研究のモデル薬剤として選定された「テリボン®皮下注28.2μgオートインジェクター」は、骨粗鬆症治療などに用いられるテリパラチド製剤の自己注射薬であり、ヒヤリハット事例収集事業において処方本数ミスに関する報告が多い薬剤である。テリパラチドを含む製剤は数種類あり、箱に入っている本数や投与する回数、頻度が製剤によって異なるという特徴があり、誤投与を防ぐための慎重な管理が求められる。現場での適正使用と業務支援を目指し、調剤時の処方監査に活用する資料や、患者への服薬指導やモニタリングに活用する資料といった3種類の補助資料が開発された。特に患者への服薬指導やモニタリングに活用する資料には、皮膚をつまむ、ボタンを押すといった具体的な手技や、コンプライアンス、飲み忘れ時の対応、保管・廃棄・持ち運び方法、副作用など、患者から質問されやすい内容が反映されている。  

アンケート調査では、薬局薬剤師を対象に窓口での対応を想定したシナリオ形式の問題が用いられた。分析にあたっては、インスリン製剤などのように日常的に取り扱われることが多い糖尿病治療薬に対し、薬局での取り扱い経験にバラつきがあるとされる「非DM処方箋(糖尿病治療薬以外の自己注射薬の処方箋)」の受付経験の有無などが着目された。資料の閲覧前後における正答率の変化および回答への自信が統計学的に分析された。  

その結果、資料閲覧後にはシナリオ問題の正答率と回答者の自信スコアが有意に上昇した。非DM処方箋の受付経験がある群ではもともとの正答率が高めであったが、経験の有無にかかわらず資料閲覧によって新たな知識の補足や既存知識の整理が進んだ。今後は他の自己注射薬についても同様の資料を拡充していきたいという。  

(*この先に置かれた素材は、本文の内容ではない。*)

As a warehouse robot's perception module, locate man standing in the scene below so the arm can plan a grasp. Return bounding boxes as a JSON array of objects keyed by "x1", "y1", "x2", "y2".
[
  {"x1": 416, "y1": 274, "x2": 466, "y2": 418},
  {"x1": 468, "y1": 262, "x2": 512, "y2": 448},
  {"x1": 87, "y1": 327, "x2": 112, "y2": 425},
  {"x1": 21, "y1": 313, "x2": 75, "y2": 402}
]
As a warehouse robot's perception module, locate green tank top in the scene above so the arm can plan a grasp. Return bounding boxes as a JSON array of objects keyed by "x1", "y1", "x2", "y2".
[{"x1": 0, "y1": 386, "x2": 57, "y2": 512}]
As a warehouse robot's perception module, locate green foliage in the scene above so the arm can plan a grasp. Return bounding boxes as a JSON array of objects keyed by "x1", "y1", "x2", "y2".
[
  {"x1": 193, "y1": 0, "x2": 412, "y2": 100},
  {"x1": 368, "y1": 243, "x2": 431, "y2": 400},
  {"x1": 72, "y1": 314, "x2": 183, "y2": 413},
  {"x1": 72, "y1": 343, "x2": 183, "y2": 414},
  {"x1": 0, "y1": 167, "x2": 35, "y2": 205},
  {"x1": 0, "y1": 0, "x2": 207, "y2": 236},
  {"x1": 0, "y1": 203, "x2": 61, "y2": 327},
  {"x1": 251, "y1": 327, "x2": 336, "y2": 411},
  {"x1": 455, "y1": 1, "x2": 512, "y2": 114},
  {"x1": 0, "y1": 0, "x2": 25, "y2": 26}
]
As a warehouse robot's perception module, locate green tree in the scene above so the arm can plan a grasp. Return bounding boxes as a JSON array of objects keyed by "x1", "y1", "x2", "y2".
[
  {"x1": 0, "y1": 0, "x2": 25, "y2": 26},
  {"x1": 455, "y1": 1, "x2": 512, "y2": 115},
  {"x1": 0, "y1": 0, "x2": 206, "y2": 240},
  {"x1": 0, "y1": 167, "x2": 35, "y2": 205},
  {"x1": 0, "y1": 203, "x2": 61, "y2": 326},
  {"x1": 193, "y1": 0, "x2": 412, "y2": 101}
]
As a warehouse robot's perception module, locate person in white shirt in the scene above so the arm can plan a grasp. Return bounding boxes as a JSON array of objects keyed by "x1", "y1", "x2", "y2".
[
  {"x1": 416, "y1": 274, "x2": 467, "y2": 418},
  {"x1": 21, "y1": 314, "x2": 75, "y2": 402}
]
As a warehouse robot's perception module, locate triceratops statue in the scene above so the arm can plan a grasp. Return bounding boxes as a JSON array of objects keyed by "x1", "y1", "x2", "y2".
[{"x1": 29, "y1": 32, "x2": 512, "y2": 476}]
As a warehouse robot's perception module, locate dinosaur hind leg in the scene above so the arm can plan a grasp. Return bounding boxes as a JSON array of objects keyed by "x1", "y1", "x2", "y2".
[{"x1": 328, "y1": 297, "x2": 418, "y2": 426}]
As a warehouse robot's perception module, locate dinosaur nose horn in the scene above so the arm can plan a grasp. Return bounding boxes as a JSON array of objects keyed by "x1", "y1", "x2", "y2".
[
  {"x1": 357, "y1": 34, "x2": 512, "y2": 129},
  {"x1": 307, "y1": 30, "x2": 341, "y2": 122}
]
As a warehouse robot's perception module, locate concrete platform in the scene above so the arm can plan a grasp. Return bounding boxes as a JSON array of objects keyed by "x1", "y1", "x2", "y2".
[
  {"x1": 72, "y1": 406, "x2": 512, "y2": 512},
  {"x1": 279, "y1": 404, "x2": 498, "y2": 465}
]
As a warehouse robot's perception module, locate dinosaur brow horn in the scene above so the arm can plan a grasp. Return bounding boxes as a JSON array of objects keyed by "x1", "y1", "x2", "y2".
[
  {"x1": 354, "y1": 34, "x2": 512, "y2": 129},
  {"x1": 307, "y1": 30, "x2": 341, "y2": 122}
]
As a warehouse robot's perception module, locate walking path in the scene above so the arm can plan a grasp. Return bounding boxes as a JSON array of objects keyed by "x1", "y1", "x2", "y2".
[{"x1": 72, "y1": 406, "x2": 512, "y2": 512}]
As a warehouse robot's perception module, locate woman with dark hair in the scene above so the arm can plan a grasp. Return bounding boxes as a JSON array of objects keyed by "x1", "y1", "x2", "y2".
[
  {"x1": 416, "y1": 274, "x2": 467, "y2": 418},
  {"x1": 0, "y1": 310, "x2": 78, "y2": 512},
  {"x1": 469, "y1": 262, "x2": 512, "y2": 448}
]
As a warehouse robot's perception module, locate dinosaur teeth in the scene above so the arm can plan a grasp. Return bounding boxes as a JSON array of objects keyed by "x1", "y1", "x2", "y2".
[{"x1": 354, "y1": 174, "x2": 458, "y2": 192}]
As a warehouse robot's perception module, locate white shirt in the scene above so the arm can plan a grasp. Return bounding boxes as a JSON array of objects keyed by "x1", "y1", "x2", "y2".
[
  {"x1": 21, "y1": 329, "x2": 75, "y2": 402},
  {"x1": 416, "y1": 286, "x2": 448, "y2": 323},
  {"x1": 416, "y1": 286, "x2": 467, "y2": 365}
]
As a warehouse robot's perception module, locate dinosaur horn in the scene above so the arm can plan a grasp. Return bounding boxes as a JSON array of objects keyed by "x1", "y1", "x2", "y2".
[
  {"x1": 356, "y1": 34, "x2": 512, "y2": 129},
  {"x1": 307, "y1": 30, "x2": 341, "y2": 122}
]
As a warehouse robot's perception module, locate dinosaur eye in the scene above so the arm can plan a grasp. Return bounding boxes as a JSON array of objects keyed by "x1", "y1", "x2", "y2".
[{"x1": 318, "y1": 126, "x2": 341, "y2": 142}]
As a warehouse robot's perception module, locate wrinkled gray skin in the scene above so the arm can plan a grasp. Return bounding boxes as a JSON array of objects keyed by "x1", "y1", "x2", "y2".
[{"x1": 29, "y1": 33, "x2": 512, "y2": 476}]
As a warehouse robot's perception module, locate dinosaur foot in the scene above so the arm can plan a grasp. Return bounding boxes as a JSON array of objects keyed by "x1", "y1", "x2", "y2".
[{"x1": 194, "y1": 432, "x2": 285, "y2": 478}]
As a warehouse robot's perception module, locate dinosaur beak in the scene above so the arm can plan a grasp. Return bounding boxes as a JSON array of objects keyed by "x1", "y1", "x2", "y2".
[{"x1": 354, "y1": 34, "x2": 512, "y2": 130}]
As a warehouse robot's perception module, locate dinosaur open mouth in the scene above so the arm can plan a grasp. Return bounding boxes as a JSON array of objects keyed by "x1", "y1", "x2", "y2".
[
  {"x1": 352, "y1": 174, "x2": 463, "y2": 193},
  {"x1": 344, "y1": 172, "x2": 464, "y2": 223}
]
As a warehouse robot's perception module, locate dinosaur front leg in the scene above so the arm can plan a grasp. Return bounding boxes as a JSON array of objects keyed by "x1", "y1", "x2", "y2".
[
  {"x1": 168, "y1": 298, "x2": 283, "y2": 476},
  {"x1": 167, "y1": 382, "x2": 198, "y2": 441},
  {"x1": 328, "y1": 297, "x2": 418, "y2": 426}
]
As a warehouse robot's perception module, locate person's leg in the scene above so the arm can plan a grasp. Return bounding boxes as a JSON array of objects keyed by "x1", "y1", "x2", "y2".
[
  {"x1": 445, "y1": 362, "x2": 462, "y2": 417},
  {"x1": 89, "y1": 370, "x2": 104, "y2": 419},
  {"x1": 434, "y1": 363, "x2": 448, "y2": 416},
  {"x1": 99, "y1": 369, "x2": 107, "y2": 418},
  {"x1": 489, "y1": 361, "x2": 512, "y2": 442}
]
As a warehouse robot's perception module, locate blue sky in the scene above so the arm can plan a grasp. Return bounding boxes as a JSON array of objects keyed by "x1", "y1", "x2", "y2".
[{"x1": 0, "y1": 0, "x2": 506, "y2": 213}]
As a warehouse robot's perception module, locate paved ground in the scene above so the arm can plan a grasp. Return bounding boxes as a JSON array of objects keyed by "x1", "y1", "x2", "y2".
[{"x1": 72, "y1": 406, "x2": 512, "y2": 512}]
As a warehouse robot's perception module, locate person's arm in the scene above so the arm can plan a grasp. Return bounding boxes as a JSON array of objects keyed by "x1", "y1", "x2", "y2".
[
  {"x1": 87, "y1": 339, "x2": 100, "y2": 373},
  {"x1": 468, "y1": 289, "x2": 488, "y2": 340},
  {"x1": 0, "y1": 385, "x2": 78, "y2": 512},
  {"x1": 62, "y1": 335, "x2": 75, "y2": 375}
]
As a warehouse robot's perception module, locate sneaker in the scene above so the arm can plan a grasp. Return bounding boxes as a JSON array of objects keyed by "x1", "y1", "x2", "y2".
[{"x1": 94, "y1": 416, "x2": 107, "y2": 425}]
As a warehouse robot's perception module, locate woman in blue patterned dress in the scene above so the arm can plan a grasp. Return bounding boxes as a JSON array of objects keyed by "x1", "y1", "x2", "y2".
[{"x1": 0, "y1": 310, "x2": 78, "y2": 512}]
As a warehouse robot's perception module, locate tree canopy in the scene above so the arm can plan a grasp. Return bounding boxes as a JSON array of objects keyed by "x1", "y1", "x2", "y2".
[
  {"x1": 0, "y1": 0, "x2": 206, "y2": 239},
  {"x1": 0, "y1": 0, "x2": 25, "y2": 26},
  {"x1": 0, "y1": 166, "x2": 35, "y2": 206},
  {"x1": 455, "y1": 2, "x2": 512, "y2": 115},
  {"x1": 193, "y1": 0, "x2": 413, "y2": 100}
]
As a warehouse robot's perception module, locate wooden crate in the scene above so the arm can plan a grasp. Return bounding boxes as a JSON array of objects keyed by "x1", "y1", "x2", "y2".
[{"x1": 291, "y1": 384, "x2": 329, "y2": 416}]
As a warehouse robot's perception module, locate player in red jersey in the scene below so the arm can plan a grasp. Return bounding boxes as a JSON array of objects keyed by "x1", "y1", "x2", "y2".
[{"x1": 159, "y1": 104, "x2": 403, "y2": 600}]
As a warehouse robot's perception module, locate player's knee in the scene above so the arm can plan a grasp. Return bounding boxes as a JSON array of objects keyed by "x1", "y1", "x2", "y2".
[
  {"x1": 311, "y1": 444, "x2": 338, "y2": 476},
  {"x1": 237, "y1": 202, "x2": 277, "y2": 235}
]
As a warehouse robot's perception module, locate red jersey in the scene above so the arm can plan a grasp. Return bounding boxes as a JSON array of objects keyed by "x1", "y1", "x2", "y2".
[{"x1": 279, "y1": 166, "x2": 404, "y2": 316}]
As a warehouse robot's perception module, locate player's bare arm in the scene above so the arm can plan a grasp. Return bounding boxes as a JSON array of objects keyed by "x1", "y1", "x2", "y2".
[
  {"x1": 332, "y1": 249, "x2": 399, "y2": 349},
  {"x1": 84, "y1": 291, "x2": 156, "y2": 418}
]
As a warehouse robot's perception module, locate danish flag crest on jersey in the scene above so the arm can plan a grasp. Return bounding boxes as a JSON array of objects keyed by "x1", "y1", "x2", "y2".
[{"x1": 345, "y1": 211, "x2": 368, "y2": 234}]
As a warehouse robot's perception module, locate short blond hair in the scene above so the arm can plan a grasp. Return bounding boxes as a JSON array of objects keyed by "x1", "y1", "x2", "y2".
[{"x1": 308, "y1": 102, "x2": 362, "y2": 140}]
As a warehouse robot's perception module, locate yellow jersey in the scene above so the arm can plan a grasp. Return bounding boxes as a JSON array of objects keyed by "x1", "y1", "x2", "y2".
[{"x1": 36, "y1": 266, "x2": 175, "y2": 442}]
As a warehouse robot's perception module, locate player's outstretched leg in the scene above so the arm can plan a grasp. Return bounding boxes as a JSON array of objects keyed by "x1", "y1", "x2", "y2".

5年生の秋から冬にかけての実習と研究の両立に苦労しつつも、「自分で考えて形にする過程が好き」という理由から今回の学会発表に挑戦した江渡さん。アンケートの作成にあたっては、指導教員と綿密に話し合いながらさまざまな論文を読み込んで学びを深めるなど、これまでに経験のないプロセスに苦労しながらも真摯に向き合った。  

卒業後は病院薬剤師として就業予定であり、現場での臨床経験を積んだうえで、「いずれ自分の極めたい分野を見つけたら研究することも選択肢として考えています」と、将来的な研究への挑戦も視野に入れている。学生のうちから臨床現場の課題や患者背景に目を向け、主体的に研究を形にして学会発表を成し遂げた今回の挑戦は、これからの臨床現場に立つ若手薬剤師にとって大きな一歩となりそうだ。